LA JAULA DE ORO (The Gold Cage): Years later, the immigrant has outwitted the Border Patrol. He finds himself imprisoned in his new country. He has all he needs, but is unhappy. He cannot go outside for fear of being deported. His children, meanwhile, reject being Mexican and don’t speak Spanish. In the middle of the song, his son, in English, says, “Whatcha talking about, Dad? I don’t want to go back to Mexico. No way.”
PEDRO Y PABLO (Peter and Paul): The story of two orphaned brothers, inseparable friends. The oldest goes to the United States to earn money so his brother will be able to study. While he’s away, his girlfriend takes up with the younger brother. The kind of melodrama drenching many great Tigres’ songs.
El OTRO MEXICO (The Other Mexico): The Mexico in the United States. The song was a response to an attitude, common in Mexico for many years, that immigrants were betraying their country for leaving it to work in the United States.
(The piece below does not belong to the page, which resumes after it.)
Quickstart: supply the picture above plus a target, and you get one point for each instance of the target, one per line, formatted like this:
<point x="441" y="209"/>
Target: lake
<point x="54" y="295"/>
The song insists it is immigrants who keep Mexico alive.
”While the rich go abroad to hide their money and travel Europe,” the band sings, “the campesinos who came here illegally send almost all our money to those who remain back home.”
TRES VECES MOJADO (Three Times a Wetback): The story of a Salvadoran immigrant who must cross three borders to get to the United States.
The band recorded it in 1988 amid the exodus of Central Americans to the U.S., gaining them a huge following there. One radio station in Guatemala has a daily Tigres del Norte hour.
The only unbelievable part of the song is when a Mexican gives the Salvadoran immigrant a hand in his trip – an uncommon occurrence, according to many Central Americans.
JEFE DE JEFES (Boss of Bosses): One of the few double albums in Mexican pop history, it was recorded in 1997. The album title refers to a fictional drug boss and the album has several narco songs.
But the album was also a response to the anti-illegal immigrant feeling created by California’s Proposition 187, which would have denied various government services to illegal immigrants.
Three of the album’s best songs are about immigrants and their conflicted feelings toward Mexico and the United States. El Mojado Acaudalado (The Wealthy Wetback) is about an immigrant who’s made his money and, not feeling welcome in the United States, is returning to Mexico. Mis Dos Patrias (My Two Countries) has an immigrant naturalizing as a U.S. citizen, reciting the Pledge of Allegiance, and protesting that, again, he is not a traitor to Mexico, but simply wants to protect his pension in the country where his children were born. Finally, Ni Aqui Ni Alla (Neither Here Nor There) doubts that immigrants can find justice in either country.